On behalf of Lake Toback Attorneys
Illinois residents may not realize that getting divorced can trigger an IRS audit of their finances. The process of dividing property during divorce may reveal hidden assets or income that the judge is required to report to the IRS. The IRS may also learn of divorce through filing status changes on tax returns. Marital finances may be audited up to three years after divorce. This time for review increases to six years for irregularities greater than 25 percent, and indefinitely for suspected fraud.
When financial discrepancies are determined to involve one spouse, the other spouse may qualify for protection. One type is Innocent Spouse Relief, which protects from additional taxation if income has been reported improperly or credits or deductions inappropriately claimed. A second type of protection is Separation of Liability Relief, which separates the liability of the two spouses. The third type of relief is Equitable Relief, which may apply in cases of improperly reported income, or taxes unpaid on correctly reported income.

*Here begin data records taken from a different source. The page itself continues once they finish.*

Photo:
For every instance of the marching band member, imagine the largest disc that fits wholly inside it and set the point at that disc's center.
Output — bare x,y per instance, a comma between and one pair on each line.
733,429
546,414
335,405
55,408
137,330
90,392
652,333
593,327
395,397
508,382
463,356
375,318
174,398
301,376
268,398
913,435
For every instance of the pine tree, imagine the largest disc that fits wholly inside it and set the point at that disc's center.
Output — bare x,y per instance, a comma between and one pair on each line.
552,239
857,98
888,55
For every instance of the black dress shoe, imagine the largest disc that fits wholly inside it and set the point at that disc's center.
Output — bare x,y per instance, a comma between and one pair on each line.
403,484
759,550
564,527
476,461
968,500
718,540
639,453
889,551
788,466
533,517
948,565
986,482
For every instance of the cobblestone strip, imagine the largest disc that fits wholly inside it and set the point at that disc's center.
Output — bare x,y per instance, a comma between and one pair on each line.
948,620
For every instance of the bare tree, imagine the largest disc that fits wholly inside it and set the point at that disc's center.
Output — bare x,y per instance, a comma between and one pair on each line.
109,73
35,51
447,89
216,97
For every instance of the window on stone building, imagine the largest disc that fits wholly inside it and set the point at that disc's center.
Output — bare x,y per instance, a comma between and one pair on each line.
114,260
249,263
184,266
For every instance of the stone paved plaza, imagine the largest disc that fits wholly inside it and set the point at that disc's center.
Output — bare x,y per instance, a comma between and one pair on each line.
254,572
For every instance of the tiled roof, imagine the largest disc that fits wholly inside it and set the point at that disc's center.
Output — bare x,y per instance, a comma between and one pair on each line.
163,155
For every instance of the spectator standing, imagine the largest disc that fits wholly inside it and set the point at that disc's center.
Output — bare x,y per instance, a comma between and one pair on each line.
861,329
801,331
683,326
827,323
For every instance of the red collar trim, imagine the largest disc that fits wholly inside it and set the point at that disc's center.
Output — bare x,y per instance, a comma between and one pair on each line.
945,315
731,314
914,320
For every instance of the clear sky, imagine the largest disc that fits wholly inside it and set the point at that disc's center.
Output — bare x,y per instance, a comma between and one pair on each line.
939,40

According to the CDC, breakups occur in 41 percent of first marriages, 60 percent of second marriages and 73 percent of third marriages. Of all marriages, more than 50 percent end in divorce, and the length of the average marriage is eight years. First marriages tend to end at around age 30, when significant assets have been accumulated and income attained. Statistically, many people are going to be divorced at least once in their lives at some point.
Divorce often involves a complex determination of property held and property division. Knowledge of the various types of assets, property valuation and tax law may be helpful in crafting an equitable settlement. Experience in settlement strategy may make a significant difference in post-divorce finances, and even impact retirement plans.